Мы говорили, что талант Владимова проявился отнюдь не в области исследования проблем. Но он по-настоящему проявился в сфере исследования души, в той тонкой сфере, где все решает умение вовремя отделить подлинные человеческие ценности от начинающейся и пусть еще даже не осознанной имитации.
Раньше, чем сгубила Пронякина казенная нерасторопность чиновников, устанавливающих нормы выработки, человек был жестоко искажен в нем бедой более страшной — одиночеством, с которым в глубине души никогда не мог примириться Пронякин и на которое он каждый раз обрекал себя своей нетерпимостью к фальши, своей бескомпромиссностью, своею лютой гордостью.

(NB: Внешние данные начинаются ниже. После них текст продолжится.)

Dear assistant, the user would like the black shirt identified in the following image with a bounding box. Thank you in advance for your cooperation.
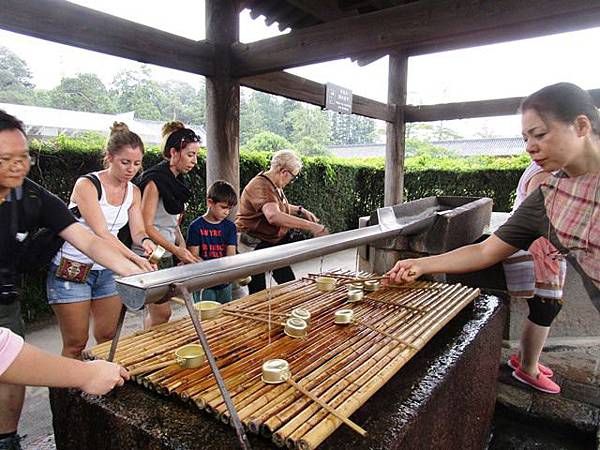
[0,178,77,270]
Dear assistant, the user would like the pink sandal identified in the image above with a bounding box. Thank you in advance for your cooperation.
[508,354,553,377]
[512,367,560,394]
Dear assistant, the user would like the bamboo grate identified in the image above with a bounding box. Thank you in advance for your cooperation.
[86,271,480,450]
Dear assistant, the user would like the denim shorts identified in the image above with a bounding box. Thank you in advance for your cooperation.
[47,264,118,304]
[193,284,233,304]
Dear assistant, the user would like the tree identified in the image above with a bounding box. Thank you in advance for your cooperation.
[159,79,205,124]
[46,73,116,113]
[329,112,376,144]
[294,136,330,157]
[0,46,35,104]
[405,122,462,141]
[110,67,168,121]
[287,106,331,146]
[239,90,298,145]
[405,138,458,158]
[245,131,291,153]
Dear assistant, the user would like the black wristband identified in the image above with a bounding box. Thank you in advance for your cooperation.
[141,236,152,245]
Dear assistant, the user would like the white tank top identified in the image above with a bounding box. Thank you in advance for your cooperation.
[53,172,134,270]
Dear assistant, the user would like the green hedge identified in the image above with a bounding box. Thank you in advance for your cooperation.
[20,138,528,321]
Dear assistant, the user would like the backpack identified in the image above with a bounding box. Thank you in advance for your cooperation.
[16,174,131,273]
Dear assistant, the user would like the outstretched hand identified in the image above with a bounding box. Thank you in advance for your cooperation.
[384,259,422,284]
[80,360,130,395]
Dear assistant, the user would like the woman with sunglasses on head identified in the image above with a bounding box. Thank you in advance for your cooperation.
[47,122,156,359]
[387,82,600,395]
[236,149,328,294]
[134,121,201,327]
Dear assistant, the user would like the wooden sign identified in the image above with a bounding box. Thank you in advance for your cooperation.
[325,82,352,114]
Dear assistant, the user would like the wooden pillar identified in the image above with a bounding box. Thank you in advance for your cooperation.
[205,0,240,197]
[384,51,408,206]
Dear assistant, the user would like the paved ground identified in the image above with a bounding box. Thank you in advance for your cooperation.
[15,246,600,449]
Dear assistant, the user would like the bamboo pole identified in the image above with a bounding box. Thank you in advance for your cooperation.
[286,378,366,437]
[83,275,480,449]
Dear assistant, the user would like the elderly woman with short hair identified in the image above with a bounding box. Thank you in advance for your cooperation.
[236,150,328,294]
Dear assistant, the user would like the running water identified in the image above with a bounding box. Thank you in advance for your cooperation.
[266,271,273,348]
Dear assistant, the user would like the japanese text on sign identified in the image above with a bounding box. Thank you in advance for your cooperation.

Трагедия в том, что две эти стороны его характера неразделимы, что человеческое оборачивается в нем уродливым, а бесчеловечного он бежит… Пронякин — человек, когда бурно и азартно рвет круг инерционного, механического существования, которым удовлетворяется какой-нибудь Прохор Меняйло. Реакцией на инертность таких, как Меняйло, и определяется односторонность таких, как Пронякин, — азартных, раздраженных, бескомпромиссных. Но одинокий протест Пронякина смешон и трагичен, потому что герой обкраден задолго до того, как этот протест рождается в его груди, — обкраден в главном, в жизненно важном. Пронякин, гордая личность, теряет в себе человеческое в тот самый момент, когда духовная цель его фиксируется на гипнотической точке среднедоступного комфорта. «Домик, холодильничек, машина» — здесь обрываются мечты Пронякина, здесь живое в нем подменяется тем самым вещным, механическим, инерционным, из круга которого искал человек выход.